A random sample presupposes that all the elements of a particular frame are given the same selection probability. A random sample can be of great use in creating and analyzing surveys carried out among the customers of a particular company.
A stratified sample is probabilistic. It is utilized when every single element is considered unique, and therefore, the samples cannot be analyzed through the lens of an average mean.
A systematic sample presupposes that every nth element of a list be selected. For instance, systematic sampling is used when every 5th person must be chosen from a total of 250 people.
A cluster sample demands that the total number of samples should be split into several smaller groups, which is chosen with the help of a probability method. A cluster sample technique may work for an analysis of a particular phenomenon within a multiethnic group.

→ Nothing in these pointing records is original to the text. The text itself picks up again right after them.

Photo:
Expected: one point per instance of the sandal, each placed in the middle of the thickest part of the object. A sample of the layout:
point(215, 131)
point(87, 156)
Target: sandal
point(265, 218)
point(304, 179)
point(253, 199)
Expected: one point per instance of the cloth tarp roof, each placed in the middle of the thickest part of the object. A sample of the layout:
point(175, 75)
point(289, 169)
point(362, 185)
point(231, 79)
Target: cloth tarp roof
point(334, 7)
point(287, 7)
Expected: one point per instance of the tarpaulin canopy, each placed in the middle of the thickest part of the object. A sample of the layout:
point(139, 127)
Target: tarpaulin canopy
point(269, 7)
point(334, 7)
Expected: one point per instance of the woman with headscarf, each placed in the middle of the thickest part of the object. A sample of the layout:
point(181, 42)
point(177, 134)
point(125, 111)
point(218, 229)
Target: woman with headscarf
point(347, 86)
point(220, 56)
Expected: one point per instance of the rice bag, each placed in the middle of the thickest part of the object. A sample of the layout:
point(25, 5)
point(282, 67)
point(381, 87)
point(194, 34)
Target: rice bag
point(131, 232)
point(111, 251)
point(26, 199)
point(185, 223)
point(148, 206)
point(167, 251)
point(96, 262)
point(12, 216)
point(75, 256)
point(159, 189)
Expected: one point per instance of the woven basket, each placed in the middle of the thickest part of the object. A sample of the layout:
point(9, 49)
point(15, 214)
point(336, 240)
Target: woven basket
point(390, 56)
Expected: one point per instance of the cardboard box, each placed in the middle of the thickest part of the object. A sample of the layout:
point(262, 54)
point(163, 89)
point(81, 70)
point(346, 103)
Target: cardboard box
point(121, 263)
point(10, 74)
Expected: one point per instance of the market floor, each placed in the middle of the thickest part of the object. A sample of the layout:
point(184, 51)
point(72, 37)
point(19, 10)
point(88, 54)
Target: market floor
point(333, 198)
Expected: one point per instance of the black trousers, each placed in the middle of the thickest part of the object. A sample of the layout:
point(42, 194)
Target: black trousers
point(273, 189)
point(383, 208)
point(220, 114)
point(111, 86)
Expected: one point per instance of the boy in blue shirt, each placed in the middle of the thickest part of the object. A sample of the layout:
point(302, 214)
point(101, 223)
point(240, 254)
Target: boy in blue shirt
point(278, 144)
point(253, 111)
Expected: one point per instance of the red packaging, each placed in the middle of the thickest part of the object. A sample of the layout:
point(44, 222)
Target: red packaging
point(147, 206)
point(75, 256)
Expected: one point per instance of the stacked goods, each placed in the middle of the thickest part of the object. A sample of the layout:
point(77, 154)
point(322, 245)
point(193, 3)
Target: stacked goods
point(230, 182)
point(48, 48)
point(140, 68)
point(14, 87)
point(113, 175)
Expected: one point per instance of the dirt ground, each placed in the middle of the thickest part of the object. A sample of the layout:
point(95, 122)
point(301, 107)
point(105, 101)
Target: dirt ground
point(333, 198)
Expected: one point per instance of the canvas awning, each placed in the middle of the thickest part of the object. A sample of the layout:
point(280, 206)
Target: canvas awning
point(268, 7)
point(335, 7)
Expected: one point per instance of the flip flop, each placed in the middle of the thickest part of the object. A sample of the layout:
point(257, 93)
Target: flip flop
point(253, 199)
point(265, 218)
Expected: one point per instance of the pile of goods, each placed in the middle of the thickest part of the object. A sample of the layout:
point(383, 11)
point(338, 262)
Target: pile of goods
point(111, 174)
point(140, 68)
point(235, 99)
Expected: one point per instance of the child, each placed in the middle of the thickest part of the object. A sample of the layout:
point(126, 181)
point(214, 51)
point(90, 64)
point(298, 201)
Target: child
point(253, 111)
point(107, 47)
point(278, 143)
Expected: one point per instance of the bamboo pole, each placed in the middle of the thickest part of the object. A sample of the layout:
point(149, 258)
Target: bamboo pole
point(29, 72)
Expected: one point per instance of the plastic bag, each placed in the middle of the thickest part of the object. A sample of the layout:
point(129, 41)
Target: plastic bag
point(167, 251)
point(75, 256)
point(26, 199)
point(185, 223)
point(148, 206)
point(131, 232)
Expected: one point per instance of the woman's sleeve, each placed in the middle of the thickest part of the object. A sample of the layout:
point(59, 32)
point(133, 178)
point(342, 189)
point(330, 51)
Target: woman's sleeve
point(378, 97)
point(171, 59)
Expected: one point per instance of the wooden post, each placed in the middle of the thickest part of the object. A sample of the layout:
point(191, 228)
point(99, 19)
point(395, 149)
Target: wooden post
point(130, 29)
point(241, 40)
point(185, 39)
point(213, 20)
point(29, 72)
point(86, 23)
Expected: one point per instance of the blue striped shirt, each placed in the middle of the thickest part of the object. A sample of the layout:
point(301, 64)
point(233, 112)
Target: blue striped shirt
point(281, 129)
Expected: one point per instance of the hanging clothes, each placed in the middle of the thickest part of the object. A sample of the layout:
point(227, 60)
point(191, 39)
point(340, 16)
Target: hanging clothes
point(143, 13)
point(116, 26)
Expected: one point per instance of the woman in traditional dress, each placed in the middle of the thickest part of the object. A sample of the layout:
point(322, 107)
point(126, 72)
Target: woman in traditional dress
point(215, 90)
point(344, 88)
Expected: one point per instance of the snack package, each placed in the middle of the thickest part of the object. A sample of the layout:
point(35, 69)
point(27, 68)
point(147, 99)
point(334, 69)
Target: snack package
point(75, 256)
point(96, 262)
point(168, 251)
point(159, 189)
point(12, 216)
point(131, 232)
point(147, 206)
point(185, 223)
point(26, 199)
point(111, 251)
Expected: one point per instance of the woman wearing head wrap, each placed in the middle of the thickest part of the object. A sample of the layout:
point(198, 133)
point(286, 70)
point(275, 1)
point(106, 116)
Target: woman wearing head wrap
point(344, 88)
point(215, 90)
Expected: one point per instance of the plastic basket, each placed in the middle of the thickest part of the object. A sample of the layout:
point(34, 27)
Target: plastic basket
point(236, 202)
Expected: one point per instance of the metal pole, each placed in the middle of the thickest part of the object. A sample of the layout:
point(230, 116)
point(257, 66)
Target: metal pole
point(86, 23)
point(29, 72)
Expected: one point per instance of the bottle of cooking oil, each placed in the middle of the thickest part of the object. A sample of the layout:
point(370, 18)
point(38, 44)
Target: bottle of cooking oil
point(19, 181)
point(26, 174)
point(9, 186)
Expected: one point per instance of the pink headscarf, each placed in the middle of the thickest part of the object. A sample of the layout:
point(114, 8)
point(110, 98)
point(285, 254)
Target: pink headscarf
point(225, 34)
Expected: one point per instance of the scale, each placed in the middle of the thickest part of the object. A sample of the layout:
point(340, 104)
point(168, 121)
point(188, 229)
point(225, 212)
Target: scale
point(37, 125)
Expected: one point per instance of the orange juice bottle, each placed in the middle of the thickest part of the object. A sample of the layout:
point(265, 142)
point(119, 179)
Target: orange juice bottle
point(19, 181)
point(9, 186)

A multistage sample is a kind of cluster sampling that splits the elements of the cluster chosen randomly into several sub-clusters. For example, after dividing people into clusters by their ethnicity, a particular cluster can be chosen to be split into sub-clusters based on the age of the research participants.
A convenience sample belongs to the non-probability methods and presupposes that the people that can be reached easily should be included. The people that are currently in a certain shop can be viewed as a convenience sample for a survey on the services in the shop (Brase and Brase “Getting Started” 3–18).
A steam-and-leaf display, known as a device that allows for structuring and presenting quantitative information, helps sort the aforementioned information based on a particular parameter, starting from the pieces of information that have the lowest rate to the ones that have the highest one. To construct an SLD, one must put the acquired information in ascending order (Brase and Brase “Organizing Data” 24).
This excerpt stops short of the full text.